At this point, he said, there is no reason to try to blunt the “everything rally” until inflation and economic growth accelerate again, which would require a “capitulation of the Arthur Burns tightening cycle,” or until a “hard landing” scenario becomes reality. with a labor market burst that would “require more than 300 basis points of cuts, and fast.” Arthur Burns was chairman of the Fed from 1970 to 1978 and was Paul Volcker’s predecessor.

McElligott is not alone in expressing concerns about the impact of this week’s Fed policy announcement and projections.
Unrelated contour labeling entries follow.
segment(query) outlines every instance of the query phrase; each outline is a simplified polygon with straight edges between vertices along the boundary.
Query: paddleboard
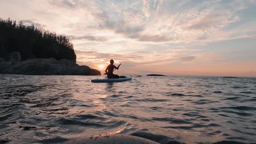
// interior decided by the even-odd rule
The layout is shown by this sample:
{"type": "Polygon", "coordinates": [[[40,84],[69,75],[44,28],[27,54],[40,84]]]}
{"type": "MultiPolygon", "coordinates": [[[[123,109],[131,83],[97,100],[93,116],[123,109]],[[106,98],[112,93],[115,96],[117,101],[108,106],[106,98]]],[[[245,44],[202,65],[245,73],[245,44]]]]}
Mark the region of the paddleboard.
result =
{"type": "Polygon", "coordinates": [[[91,81],[92,82],[112,82],[130,81],[131,79],[132,78],[130,76],[122,76],[122,78],[119,79],[94,79],[91,80],[91,81]]]}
Northwestern Mutual Wealth Management Co.’s investment team in Milwaukee, which oversaw $255.7 billion in assets as of September, said it believes it will be difficult to completely eradicate inflation, and that policymakers will be reluctant to cut rates until they return sustainably to 2%.

The implications of Northwestern Mutual’s thinking are that a perfect economic landing is highly unlikely and that under that situation, certain investments, such as small- and mid-cap stocks, will outperform others over the next 12 to 18 months, data show from Northwestern Mutual. a report circulated on Friday.

Adding credence to skepticism about a smooth central bank move were comments made earlier on Friday by New York Fed President John Williams, who said officials are not really talking about rate cuts at the moment.

Williams’ comments helped push the policy-sensitive 2-year yield BX:TMUBMUSD02Y up 5.8 basis points to nearly 4.46% on Friday. Meanwhile, all three major stock indexes DJIA SPX COMP finished mixed. Fed funds futures traders continued to see the likelihood of as many as five to seven quarter-point Fed rate cuts next year.